Swaminathan is also pleasantly surprised by the findings because she says, Dexamethasone, which is not yet part of the Solidarity trials "has been used for such a long time and there has never been any conclusive evidence. So, in a way, this is the first time that it has been shown very conclusively to have a benefit, so it is good."
But then, talk to doctors in India and some were not surprised at all. In fact, some doctors told BusinessToday.In that this drug was being used on critically ill patients. "It is a very commonly used drug, inexpensive too, and is probably being used by the doctors in different part of the world on critically ill patients. What makes a difference now is that you have the evidence that it has the effect," says Swaminathan.
In the backdrop of this, where the other drugs figure? Remdesivir for instance? "Remdesivir has not yet shown this type of result. It has only shown that it reduces hospitalisation by about 30 per cent and has not show mortality benefit in any trial so far," Swaminathan says.

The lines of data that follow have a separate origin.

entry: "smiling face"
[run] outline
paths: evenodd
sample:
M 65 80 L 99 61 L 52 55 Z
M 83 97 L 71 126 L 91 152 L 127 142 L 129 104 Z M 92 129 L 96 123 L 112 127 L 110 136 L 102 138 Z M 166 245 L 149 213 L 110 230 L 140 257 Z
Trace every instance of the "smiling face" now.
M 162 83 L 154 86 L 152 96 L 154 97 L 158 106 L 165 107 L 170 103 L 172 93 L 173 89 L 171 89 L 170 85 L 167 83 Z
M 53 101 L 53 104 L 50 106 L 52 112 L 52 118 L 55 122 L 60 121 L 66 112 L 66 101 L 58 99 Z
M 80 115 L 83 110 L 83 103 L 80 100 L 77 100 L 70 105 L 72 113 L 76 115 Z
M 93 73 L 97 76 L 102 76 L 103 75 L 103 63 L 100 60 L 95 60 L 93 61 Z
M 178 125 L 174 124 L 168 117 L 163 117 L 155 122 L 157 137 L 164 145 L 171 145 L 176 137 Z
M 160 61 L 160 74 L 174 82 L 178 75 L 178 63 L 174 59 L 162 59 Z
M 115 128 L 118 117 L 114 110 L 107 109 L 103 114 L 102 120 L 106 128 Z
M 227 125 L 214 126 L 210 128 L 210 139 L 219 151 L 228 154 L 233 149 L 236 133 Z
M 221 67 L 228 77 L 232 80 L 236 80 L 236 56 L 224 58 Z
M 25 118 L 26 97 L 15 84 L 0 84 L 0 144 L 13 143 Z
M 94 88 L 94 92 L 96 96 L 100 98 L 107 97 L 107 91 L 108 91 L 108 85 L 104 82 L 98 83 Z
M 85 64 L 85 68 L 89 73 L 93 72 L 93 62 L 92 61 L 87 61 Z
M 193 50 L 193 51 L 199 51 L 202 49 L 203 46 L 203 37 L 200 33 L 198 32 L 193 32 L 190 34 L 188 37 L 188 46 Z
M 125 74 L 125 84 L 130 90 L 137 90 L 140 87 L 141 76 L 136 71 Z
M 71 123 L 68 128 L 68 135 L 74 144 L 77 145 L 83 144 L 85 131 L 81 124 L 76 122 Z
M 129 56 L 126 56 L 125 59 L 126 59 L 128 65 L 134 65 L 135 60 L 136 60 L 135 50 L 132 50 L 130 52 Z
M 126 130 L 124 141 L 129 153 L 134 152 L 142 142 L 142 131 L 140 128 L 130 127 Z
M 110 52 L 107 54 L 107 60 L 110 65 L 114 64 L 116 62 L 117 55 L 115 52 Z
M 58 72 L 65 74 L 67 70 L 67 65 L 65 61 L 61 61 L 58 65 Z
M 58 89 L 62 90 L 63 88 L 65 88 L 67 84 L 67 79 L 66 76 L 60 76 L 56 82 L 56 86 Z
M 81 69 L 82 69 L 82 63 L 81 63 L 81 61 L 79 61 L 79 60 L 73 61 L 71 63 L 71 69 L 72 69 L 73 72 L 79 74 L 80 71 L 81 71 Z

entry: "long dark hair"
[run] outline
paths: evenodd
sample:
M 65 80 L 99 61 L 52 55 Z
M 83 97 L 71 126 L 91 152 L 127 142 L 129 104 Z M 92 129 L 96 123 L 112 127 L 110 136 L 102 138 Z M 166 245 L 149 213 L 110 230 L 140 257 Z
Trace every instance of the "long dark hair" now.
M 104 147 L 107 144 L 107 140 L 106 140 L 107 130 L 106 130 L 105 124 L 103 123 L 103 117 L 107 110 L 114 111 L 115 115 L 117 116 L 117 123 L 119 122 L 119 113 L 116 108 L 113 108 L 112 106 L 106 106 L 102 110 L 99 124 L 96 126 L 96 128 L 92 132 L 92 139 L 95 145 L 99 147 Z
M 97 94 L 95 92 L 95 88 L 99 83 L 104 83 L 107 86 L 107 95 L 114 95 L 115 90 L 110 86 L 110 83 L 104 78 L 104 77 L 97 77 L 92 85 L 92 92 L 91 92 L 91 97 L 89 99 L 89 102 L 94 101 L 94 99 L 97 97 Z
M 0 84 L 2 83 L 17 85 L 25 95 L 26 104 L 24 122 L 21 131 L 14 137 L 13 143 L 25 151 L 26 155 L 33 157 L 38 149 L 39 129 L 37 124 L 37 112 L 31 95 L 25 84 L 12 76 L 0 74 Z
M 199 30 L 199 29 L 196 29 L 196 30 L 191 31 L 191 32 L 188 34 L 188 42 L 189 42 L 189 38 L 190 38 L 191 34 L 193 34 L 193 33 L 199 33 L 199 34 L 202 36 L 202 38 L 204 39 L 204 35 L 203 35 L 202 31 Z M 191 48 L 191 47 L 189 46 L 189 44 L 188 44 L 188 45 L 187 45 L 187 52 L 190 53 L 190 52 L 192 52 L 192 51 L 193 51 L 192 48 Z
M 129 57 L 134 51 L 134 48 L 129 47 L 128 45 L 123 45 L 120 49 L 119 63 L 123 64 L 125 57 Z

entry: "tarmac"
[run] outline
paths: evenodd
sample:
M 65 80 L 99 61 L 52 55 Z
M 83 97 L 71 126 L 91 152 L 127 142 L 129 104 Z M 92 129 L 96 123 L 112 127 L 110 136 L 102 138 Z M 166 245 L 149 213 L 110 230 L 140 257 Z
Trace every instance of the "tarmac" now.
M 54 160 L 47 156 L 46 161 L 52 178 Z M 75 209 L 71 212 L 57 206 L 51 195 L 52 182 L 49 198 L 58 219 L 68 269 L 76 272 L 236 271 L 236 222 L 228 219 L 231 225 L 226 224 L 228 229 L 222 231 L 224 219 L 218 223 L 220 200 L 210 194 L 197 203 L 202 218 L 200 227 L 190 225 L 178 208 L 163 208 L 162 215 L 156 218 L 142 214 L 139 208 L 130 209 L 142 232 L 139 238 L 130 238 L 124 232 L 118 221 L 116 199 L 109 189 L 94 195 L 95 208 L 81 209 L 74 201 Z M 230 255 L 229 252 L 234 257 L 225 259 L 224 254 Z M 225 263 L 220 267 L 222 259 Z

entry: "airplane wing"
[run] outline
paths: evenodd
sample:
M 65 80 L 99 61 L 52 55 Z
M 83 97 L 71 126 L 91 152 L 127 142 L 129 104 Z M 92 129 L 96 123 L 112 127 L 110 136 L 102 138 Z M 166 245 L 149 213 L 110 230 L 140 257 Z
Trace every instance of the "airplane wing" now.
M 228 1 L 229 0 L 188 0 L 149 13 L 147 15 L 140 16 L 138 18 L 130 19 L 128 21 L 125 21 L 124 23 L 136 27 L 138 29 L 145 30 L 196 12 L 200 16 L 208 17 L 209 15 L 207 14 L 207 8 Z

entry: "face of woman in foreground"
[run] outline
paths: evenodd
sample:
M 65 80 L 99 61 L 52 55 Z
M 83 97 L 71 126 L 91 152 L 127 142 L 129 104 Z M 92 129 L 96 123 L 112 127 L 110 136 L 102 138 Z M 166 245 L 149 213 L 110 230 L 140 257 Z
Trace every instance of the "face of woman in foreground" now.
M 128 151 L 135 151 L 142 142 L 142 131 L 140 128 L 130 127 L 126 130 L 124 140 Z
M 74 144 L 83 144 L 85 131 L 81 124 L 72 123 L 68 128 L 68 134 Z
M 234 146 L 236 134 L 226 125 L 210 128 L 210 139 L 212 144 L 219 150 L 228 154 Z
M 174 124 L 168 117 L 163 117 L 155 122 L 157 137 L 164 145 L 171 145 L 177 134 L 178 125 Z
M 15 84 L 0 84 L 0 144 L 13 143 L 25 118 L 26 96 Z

So, what next now. "We have to look at the full data that is presented along with data from all the other trials that are going on and it is clear that this will impact the treatment guidelines for a subgroup of patients - those who are critically ill and on oxygen or ventilator support, which is a minority of patients - but if it can save lives then naturally it is very welcome and should be used in the group of most severely ill patients. The treatment guidelines are constantly updated based on new evidence such as this," Swaminathan says.